She was recruited by the union's national women's secretary Margaret Prosser and 30 years on, the now Baroness Prosser says Frances helped to highlight the issue of women's rights in her time there.
"She had a really nice way with her which meant that she could bring some of the 'male, pale and stale' people into the union who were not convinced of the equality agenda."
While at the TGWU Frances O'Grady was also raising her two children on her own, after splitting with her partner.
She realised early on that women would play an increasingly significant part in a unionised workforce - and she was right, as today there are more women union members than there are men.
End Quote Sally Hunt General secretary, University and College Union
Frances is someone who can sit down and shift the pressure points of something you might have been dealing with and sit and talk to you about life, about family, about what we've seen on telly”

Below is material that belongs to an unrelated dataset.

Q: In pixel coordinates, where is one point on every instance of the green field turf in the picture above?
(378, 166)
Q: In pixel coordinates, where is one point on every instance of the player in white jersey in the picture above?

She moved from the TGWU to the Trades Union Congress (TUC) in 1994 and two years later she founded a TUC academy to train the union organisers of the future - many of whom she expected to be women.
One of the academy's graduates is Sally Hunt - now general secretary of the University and College Union - who remains close friends with O'Grady.
"Frances is someone who can sit down and shift the pressure points of something you might have been dealing with and sit and talk to you about life, about family, about what we've seen on telly," she says.
"She's just a human being - a really normal person."
Ordinary, campaigning, committed to justice - a combination that in some might come across as a bit pious, but not in Frances O'Grady, says Kevin Maguire: "She doesn't spend her weekends on the North London lefty dinner table circuit. She gets on with her life.
"I suspect if someone met her and didn't know her, they wouldn't immediately say she was a campaigner because she will just introduce subjects in a way that relates to people's lives instead of preaching from a pulpit."Challenges ahead
Frances O'Grady has moved through various roles in the TUC, cementing her reputation as a campaigner - and having taken herself off to complete a creative writing course, a good communicator, too.
But campaigning is one thing - managing relations with unions as their members face potential job losses and cuts in pensions and other benefits is another.
While many of the big beasts of the union movement have built their reputation on confrontation, O'Grady has not - and according to The Daily Telegraph columnist Dan Hodges, some will want to continue to do it their way.
"That is Frances O'Grady's biggest challenge - how does she maintain relevance for her organisation at a time of greater independence and greater strength by the individual unions that are part of the TUC family?
"You have general secretaries like Len McCluskey, leader of Unite union, who is adopting a much more independent political strategy and the question is how will Frances continue to herd these quite militant cats?"
The excitement over the selection of a woman as leader of the TUC is probably why nobody is really prepared to stand-up and publicly criticise Frances O'Grady right now.
For the time being she is barely known outside the union movement, but the honeymoon will surely end by the time she takes over from the TUC's current general secretary Brendan Barber next year - and as austerity bites harder.
And with some of her more radical colleagues champing at the bit, her preference for persuasion over confrontation will be put to the test.